Re: [RFC PATCH 3/3] grep: add option to ignore sparsity patterns

Elijah Newren <newren@xxxxxxxxx> · Tue, 31 Mar 2020 09:48:47 -0700



On Sun, Mar 29, 2020 at 6:13 PM Matheus Tavares Bernardino
<matheus.bernardino@xxxxxx> wrote:
>
> On Thu, Mar 26, 2020 at 3:02 AM Elijah Newren <newren@xxxxxxxxx> wrote:
> >
> > Hi Matheus!
>
> Hi, Elijah.
>
> First of all, thanks for taking the time to go over these topics in
> great detail. I must say it's much clearer for me now.
>
> > On Wed, Mar 25, 2020 at 4:15 PM Matheus Tavares Bernardino
> > <matheus.bernardino@xxxxxx> wrote:
> > >
> [...]
> > One more useful case to consider before we start adding SKIP_WORKTREE
> > into the mix.  Let's say that you have three files:
> >    fileA
> >   fileB
> >    fileC
> > and all of them are tracked.  You have made edits to fileA and fileB,
> > and ran 'rm fileC' (NOT 'git rm fileC', i.e. the deletion is not
> > staged).  Now, you run 'git grep mystring'.  Quick question: Which
> > files are searched for 'mystring'?  Well...
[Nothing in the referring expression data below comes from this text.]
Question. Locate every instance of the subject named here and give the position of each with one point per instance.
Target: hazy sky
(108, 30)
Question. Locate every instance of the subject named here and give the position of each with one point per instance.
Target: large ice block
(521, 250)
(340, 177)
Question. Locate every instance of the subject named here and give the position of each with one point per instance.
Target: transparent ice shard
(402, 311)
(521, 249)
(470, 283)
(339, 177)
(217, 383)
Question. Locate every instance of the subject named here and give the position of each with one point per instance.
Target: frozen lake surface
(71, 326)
> >   * REVISION and --cached were left out of the git grep command, so
> > working tree files should be searched, not staged versions or versions
> > from other commits
> >  * No flags like --untracked or --no-exclude-standard were included,
> > so only tracked files in the working tree should be searched
> >   * There are two files in the working tree, both tracked: fileA and fileB.
> > So, this searches fileA and fileB.  In particular: NO VERSION of fileC
> > is searched.  fileC may be tracked/cached, but we don't search any
> > version of that file, because this particular command line is about
> > searching the working directory and fileC is not in the working
> > directory.  To the best of my knowledge, git grep has always behaved
> > that way.
> >
> > Users understand the idea of searching the working copy vs. the index
> > vs. "old" (or different) versions of the repository.  They also
> > understand that when searching the working copy, by default a subset
> > of the files are searched.  Tell me: given all this information here,
> > what possible explanation is there for SKIP_WORKTREE entries to be
> > translated into searches of the cache when --cached is not specified?
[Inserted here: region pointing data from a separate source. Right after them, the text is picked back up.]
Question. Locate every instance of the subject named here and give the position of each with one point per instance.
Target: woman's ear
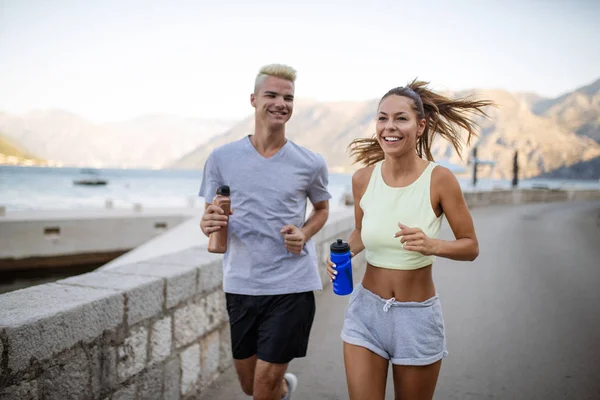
(421, 127)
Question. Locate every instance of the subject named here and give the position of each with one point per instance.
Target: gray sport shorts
(406, 333)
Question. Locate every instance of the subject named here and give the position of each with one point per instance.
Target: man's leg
(243, 313)
(283, 334)
(268, 381)
(245, 369)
> > Please square that away with the fact that 'rm fileC' results in fileC
> > NOT being searched.
> >
> > It's just completely, utterly wrong.
>
> Makes sense, thanks. I agree that we shouldn't fall back to the cache
> when searching the working tree.
>
> > Also, hopefully this helps answer your question about --untracked and
> > skip_worktree.  --untracked is only useful when searching through the
> > working tree, and is entirely about adding the "untracked" category to
> > the things we search.  The skip_worktree bit is about adding more
> > granularity to the "tracked" category.  The two are thus entirely
> > orthogonal and --untracked shouldn't change behavior at all in the
> > face of sparse checkouts.
>
> Thanks, your explanation clarified the issue I had. I see now why
> --untracked and --ignore-sparsity don't make sense together.
>
> It also made me think about the combination of --cached and
> --untracked which, IIUC, should be prohibited. I will add a patch in
> v2, making git-grep error out in this case.
>
> > And I also think it explains more when the sparsity patterns and
> > --ignore-sparsity-patterns flags even matter.  The division of working
> > tree files which were tracked into two subsets (those that match
> > sparsity patterns and those that don't) didn't matter because only one
> > of those two sets existed and could be searched.  So the question is,
> > when can the sparsity pattern divide a set of files into two subsets
> > where both are non-empty?  And the answer is when --cached or REVISION
> > is specified.
>
> Makes sense. I will add in --ignore-sparsity's description that it is
> only relevant with --cached or REVISION, as you previously suggested.
> When it is used outside of these cases, though, I think we could just
> warn that --ignore-sparsity will be discarded (to avoid erroring out
> when users have grep.ignoreSparsity enabled).

Not grep.ignoreSparsity but core.ignoreSparsity or core.$WHATEVER  ;-)